So viel Aufregung gab es wohl noch nie um eine Filiale des schwedischen Einrichtungshauses: Der gestern eröffnete Ikea Wien Westbahnhof war ebenso heiß erwartet wie umstritten. In zentraler Lage – aber ohne PKW-Stellplätze – heißt das 140 Millionen Euro teure „umweltschonende Vorzeigeprojekt“, wie Ikea es selbst sieht, ab sofort Kunden willkommen.
Zehn Jahre Projektzeit und zwei Jahre Bauzeit wurden investiert. Das Ergebnis ist ein sieben Etagen (und ein Hostel) umfassender Komplex, der auf Fußgänger, Öffi-Nutzer und Radfahrer ausgerichtet ist: Kleinere Produkte, die mit den Öffis oder dem Fahrrad transportierbar sind, können vor Ort gekauft werden – über 3.000 Artikel sind zum Mitnehmen lagernd. Alle größeren Produkte werden mittels Lieferung mit Elektrofahrzeugen oder per Click & Collect zum Abholen bestellt.
160 Bäume und Sträucher begrünen die Fassade sowie die (öffentlich und ohne Konsumzwang zugängliche) Dachterrasse. Auf dem Gebäudedach wurden Photovoltaikanlagen über 800 m² installiert, zudem ist Platz für Vogelnester sowie Bienenstöcke vorgesehen.
Aufreger: Nachhaltigkeit & Verkehr
Bei Ikea selbst zeigt man sich stolz über das innovative, nachhaltige Konzept. Und auch Wiens Bürgermeister Michael Ludwig ist angetan: „Mit der Eröffnung des IKEA Einrichtungshauses am Westbahnhof zeigt Wien vor, wie eine Betriebsansiedelung, die mehr als 350 Arbeitsplätze schafft, im Rahmen einer modernen Stadtentwicklung funktionieren kann. Im Zuge der Errichtung des autofreien Kaufhauses setzt Wien umfassende Attraktivierungs- und Verkehrsberuhigungsmaßnahmen. Das gesamte Grätzl wird aufgewertet und gemäß dem Motto ‚raus aus dem Asphalt‘ begrünt und gekühlt.“
Diese Begeisterung teilen aber längst nicht alle: Anrainer fürchten Parkplatznot und mehr Verkehr. Und Umweltschutz- und Menschenrechtsinitiativen riefen schon im Vorfeld zum Protest auf. Illegale Abholzungen, Landraub und Menschrechtsverletzungen werden dem schwedischen Konzern vorgeworden. Die Bürgerinitiative für ein Lieferkettengesetz, die rumänische NGO Agent Green, Fridays for Future und Aktivisten von Extinction Rebellion informierten anlässlich der Eröffnung über die Hintergründe dieser Kritik.

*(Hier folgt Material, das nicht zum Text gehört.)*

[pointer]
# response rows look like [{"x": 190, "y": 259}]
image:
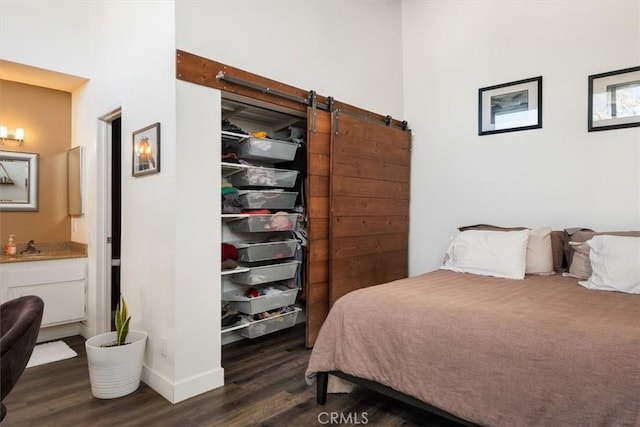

„Die groteske Nachhaltigkeits-Inszenierung der neuen IKEA-Filiale in Wien ist das perfekte Beispiel dafür, wie multinationale Konzerne mittels Greenwashing versuchen, die Verbrechen in ihren Lieferketten zu verschleiern“, so die Sprecherin der Bürgerinitiative, Veronika Bohrn Mena. „Seit Jahren wird dokumentiert, wie IKEA illegal gerodetes Holz verwendet, etwa aus der Ukraine oder aus Sibirien. Und auch aus Rumänien, wie der neue Bericht von Agent Green zeigt.“ Dieser zeige, „wie IKEA die letzten europäischen Urwälder für billige Möbel vernichtet“.